Collective responsibilities

Top New Zealand official Iain Rennie is reforming a system often lauded in the UK. Suzannah Brecknell reports


By Suzannah Brecknell

18 Jul 2014

After September’s general election in New Zealand, a new government will take office; and it will receive – for the first time – a “collective briefing” on the current state of the public sector. This, according to NZ’s state services commissioner Iain Rennie, will be signed off by all agency and departmental heads, and will give officials’ opinions on which future reforms might be useful – and which unhelpful – for the public sector.

Producing this briefing is bold, especially since it will eventually be made public. But for Rennie, the goal is worth the risk: he believes it will encourage civil service leaders to take more responsibility for the future of the public sector.

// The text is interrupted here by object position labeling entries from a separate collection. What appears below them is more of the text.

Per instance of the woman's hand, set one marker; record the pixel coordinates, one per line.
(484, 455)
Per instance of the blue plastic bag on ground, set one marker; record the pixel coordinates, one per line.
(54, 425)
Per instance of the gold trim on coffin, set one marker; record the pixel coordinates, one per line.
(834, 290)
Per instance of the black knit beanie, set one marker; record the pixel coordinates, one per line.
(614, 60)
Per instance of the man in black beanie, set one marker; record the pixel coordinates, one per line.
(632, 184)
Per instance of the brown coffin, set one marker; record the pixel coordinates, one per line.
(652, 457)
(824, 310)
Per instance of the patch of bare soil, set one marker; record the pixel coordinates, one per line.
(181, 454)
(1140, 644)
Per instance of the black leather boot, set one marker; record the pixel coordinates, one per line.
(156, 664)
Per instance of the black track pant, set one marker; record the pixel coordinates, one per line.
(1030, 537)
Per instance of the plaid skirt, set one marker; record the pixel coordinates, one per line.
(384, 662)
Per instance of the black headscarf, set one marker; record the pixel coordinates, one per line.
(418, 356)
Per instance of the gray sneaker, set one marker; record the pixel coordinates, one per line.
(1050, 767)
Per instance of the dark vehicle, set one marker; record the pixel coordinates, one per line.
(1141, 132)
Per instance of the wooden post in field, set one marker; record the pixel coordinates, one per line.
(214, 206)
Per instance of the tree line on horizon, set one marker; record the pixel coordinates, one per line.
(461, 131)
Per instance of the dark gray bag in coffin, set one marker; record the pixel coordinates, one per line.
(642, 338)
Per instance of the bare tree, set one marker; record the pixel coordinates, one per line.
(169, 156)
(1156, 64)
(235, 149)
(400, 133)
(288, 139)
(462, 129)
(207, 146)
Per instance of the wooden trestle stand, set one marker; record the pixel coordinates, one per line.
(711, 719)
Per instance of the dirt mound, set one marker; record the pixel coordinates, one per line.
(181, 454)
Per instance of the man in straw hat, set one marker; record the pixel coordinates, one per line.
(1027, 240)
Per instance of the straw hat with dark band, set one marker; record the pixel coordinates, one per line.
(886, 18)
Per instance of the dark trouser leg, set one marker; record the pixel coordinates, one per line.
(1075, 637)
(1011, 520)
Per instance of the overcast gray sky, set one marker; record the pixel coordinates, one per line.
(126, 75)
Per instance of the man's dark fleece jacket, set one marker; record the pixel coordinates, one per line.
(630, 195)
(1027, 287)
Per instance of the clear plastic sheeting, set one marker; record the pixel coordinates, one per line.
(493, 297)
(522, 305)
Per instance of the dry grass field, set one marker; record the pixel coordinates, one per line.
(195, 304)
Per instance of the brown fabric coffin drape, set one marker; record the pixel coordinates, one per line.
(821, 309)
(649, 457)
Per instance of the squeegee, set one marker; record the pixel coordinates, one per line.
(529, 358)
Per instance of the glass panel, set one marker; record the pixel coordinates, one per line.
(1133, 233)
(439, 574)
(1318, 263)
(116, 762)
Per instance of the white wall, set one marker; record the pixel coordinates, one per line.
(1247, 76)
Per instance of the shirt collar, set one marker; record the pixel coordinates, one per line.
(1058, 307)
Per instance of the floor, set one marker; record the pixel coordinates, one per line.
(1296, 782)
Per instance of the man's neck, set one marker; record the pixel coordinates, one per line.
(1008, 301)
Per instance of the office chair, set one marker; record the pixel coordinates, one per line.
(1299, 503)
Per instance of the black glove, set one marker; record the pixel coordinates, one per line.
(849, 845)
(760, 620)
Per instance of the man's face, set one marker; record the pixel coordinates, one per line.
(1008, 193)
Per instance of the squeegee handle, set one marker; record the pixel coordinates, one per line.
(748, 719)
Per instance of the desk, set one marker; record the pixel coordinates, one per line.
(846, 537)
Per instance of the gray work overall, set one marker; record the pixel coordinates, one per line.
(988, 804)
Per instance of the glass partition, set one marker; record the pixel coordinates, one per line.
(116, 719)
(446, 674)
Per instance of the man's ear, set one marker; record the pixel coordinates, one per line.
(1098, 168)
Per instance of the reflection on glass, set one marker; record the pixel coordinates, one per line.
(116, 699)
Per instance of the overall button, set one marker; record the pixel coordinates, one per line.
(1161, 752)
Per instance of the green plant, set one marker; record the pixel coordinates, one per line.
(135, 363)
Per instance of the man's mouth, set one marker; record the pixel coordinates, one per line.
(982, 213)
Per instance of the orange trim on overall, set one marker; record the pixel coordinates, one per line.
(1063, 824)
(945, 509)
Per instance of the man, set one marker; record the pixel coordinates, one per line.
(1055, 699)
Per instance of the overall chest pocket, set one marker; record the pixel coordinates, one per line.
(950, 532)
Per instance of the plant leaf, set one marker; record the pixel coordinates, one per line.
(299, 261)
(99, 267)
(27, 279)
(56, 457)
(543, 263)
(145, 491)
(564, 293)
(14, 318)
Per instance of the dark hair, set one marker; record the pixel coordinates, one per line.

Speaking earlier on 2 July at an Institute for Government event on management and leadership in the civil service, Rennie also outlined other reforms to NZ’s system. The country’s approach of giving civil service chiefs clear annual targets, balanced by greater freedom of operation, was recently praised by former UKBA chief Rob Whiteman. But the system can prompt leaders to pursue their own agencies’ aims too single-mindedly, at the cost of cross-departmental cooperation: Rennie recently reformed it to encourage collaboration and strengthen central leadership of key functions such as IT.

Rennie explained that recent changes to chief exec performance management are part of this drive to create stronger collective leadership. Alongside four core expectations relating to their own organisation, NZ mandarins now have two expectations linked to “system stewardship” – cross-government priorities to benefit the whole state sector.

One effect of the changes, he said, will be to place new demands on the corporate centre of government: it will need to focus more closely on its core priorities, and on providing support – such as strategic financial advice – to agencies. 

These changes will, Rennie hopes, enable civil service leaders to take control of reform agendas across the public services. “There has been a tendency in the past to look up to ministers to wait for the next public sector reform programme,” he said. “Those can be a long time coming, and when they come they won’t necessarily be the way that we would like. The core part of our stewardship as public servants is that we take responsibility  for the performance of our agencies, and a core part of a role as a collective group of leaders is how we improve the system going forward.”